When the time comes to make hard decisions about which things to spend money on, and which things can wait, companies have always struggled. In large complex organizations, requests to spend money can be wide-ranging which makes it difficult to choose the “right” projects to execute among the many diverse and dissimilar requests for funding. For example:
- Should I approve the project to increase my production?
- Should I replace that aging piece of equipment?
- Should I fund the project that will improve reliability?
It's not hard to make decisions once you know what your values are.
To make these decisions objectively and confidently, you need to understand how each project contributes to the overall goals of the organization. This is where Value-based Decision Making comes in.
Value-based decision making can help identify the optimal set of investments that deliver the greatest “value” to the organization, while respecting funding, resource, and timing constraints. Sounds simple, and many people say they do it today, but the truth is, very few do it well.
So what does it truly take to make “value-based decisions”? It comes down to understanding how to determine “value” which requires four essential steps: Identify, Align, Assess and Optimize.
- Identify all the things that deliver value to your organization: These are called “value measures”. Some are unique to a specific department, while others can be general benefits across the entire organization. The important thing is that all benefits that contribute value to the organization are included.
- Align these measures to a normalized value scale: This is where it gets interesting. It’s essential to get agreement across the organization on the relative importance and contribution of each value measure. Without this, there’s no objective way to compare dissimilar investments (like the examples above).
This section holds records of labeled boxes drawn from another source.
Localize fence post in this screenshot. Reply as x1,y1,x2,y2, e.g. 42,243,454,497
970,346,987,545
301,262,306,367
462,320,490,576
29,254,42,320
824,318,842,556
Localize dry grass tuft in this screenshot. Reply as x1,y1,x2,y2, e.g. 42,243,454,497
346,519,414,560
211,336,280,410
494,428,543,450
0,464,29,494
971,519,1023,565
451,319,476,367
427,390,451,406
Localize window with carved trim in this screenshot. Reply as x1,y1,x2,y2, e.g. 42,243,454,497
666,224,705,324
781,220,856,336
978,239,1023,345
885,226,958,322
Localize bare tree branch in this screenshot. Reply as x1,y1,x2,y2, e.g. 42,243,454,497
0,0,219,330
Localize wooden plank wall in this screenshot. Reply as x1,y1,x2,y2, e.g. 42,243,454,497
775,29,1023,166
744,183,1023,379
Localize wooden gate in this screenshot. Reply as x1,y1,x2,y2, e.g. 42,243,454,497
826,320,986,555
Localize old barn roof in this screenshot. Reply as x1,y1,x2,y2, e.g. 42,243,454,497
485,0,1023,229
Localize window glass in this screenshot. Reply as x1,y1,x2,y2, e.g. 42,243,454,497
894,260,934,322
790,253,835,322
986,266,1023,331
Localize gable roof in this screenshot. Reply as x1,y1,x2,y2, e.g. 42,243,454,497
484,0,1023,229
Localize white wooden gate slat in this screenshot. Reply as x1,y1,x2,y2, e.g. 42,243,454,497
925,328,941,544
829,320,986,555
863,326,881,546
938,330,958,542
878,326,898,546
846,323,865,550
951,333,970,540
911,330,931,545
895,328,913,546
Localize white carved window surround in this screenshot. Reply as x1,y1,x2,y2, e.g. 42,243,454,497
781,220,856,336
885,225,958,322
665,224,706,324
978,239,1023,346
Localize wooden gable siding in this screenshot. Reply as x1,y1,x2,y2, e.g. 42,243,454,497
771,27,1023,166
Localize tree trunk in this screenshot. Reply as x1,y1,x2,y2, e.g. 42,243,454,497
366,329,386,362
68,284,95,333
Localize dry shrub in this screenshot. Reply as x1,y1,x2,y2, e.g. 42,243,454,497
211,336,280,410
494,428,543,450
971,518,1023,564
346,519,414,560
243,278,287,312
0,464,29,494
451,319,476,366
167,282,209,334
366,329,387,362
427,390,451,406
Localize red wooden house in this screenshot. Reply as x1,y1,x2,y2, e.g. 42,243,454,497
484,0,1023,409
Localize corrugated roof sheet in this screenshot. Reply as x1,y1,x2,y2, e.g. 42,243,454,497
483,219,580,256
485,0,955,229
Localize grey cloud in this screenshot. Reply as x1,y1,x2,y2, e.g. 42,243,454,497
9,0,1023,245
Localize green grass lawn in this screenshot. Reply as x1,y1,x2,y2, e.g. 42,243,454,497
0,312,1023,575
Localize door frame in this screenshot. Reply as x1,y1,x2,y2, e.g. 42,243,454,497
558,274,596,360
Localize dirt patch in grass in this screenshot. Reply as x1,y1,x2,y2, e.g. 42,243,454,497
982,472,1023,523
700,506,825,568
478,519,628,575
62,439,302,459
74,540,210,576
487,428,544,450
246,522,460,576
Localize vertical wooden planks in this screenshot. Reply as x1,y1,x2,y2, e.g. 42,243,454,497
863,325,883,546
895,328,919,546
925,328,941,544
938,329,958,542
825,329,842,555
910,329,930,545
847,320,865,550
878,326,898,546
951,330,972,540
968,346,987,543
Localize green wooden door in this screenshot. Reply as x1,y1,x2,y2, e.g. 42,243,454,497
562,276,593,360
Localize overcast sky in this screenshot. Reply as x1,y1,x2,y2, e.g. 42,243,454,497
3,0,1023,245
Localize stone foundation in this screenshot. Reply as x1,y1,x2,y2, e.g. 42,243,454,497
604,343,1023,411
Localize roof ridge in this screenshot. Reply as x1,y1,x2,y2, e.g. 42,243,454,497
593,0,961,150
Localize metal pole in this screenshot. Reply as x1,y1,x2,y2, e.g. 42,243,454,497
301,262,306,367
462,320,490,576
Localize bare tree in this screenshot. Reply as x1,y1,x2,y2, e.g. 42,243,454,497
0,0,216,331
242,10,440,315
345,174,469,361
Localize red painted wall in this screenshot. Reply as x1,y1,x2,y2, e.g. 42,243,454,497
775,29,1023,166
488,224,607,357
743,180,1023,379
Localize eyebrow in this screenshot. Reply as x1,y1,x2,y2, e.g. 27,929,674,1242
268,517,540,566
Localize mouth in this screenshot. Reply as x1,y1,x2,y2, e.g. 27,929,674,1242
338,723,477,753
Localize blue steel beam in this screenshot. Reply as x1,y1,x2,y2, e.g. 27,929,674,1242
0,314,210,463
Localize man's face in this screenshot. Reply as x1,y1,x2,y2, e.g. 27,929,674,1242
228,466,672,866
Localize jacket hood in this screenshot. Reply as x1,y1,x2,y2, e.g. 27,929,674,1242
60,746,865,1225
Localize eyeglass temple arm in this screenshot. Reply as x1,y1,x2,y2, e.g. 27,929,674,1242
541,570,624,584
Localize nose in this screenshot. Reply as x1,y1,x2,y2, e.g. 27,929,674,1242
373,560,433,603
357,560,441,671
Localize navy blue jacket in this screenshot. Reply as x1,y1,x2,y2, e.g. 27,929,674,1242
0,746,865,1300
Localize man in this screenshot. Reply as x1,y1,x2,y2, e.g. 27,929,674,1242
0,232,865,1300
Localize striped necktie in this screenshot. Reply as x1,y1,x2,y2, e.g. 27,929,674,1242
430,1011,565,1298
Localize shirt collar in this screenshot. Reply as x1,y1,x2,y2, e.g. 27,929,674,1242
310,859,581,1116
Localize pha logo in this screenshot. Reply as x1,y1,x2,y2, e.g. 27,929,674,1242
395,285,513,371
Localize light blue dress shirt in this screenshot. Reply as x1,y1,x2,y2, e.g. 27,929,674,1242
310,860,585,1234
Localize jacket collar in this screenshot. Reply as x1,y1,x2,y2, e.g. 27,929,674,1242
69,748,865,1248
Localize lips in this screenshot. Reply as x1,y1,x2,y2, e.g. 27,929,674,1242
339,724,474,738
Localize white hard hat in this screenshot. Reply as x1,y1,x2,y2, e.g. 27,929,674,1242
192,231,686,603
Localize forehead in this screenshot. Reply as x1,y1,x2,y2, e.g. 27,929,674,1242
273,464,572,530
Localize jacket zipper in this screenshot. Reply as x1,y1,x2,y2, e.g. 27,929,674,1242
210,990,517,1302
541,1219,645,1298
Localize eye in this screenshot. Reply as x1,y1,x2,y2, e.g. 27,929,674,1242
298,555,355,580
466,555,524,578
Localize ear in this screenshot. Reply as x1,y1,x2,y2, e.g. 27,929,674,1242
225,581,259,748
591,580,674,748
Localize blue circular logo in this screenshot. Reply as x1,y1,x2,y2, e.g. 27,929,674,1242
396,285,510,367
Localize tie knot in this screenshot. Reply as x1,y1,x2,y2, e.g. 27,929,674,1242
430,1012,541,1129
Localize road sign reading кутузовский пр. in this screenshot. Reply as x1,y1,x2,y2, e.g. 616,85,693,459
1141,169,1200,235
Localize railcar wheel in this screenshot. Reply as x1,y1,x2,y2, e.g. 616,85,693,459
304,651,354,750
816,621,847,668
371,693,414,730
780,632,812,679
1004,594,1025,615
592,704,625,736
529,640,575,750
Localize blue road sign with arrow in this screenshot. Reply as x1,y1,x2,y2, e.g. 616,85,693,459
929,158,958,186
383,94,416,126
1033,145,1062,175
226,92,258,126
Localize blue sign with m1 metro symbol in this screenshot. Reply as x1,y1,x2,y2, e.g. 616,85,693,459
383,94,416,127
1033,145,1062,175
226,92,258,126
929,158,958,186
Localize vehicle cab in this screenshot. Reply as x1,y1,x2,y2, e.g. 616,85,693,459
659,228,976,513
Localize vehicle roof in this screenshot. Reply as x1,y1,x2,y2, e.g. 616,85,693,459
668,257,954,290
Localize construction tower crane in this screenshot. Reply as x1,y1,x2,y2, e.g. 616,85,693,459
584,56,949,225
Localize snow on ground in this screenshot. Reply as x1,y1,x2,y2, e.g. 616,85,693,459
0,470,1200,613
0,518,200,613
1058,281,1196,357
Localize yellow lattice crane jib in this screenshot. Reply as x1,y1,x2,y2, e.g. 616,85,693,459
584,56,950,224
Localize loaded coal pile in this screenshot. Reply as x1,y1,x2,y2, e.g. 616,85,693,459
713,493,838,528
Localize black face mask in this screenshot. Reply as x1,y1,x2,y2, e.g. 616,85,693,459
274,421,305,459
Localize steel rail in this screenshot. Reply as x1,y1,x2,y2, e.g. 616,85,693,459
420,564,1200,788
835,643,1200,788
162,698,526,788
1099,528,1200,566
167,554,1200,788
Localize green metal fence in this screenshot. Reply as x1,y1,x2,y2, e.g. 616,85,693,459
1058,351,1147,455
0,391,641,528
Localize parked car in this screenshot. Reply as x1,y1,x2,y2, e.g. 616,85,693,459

This typically requires in-depth discussions and agreement across the company to come to an agreed scale, but is a critical step in developing any value-based decision model.
- Assess every request to spend money using the agreed value measures: This means every request to spend money is assessed using a common “yardstick” to remove any subjectivity from the process. Every investment’s resulting value “score” is a true representation of how it contributes to the organization’s goals.
- Optimize to deliver the maximum value: In most cases, requests to spend money outweigh the available funding, labour, and/or materials. So that means some projects can be funded, while others get deferred. But which ones? Optimization is a mathematical process that determines the optimal set of projects that deliver the maximum value while respecting the funding, resource, and timing constraints. Optimization must understand how the value changes over time to make the proper decisions about which projects to defer.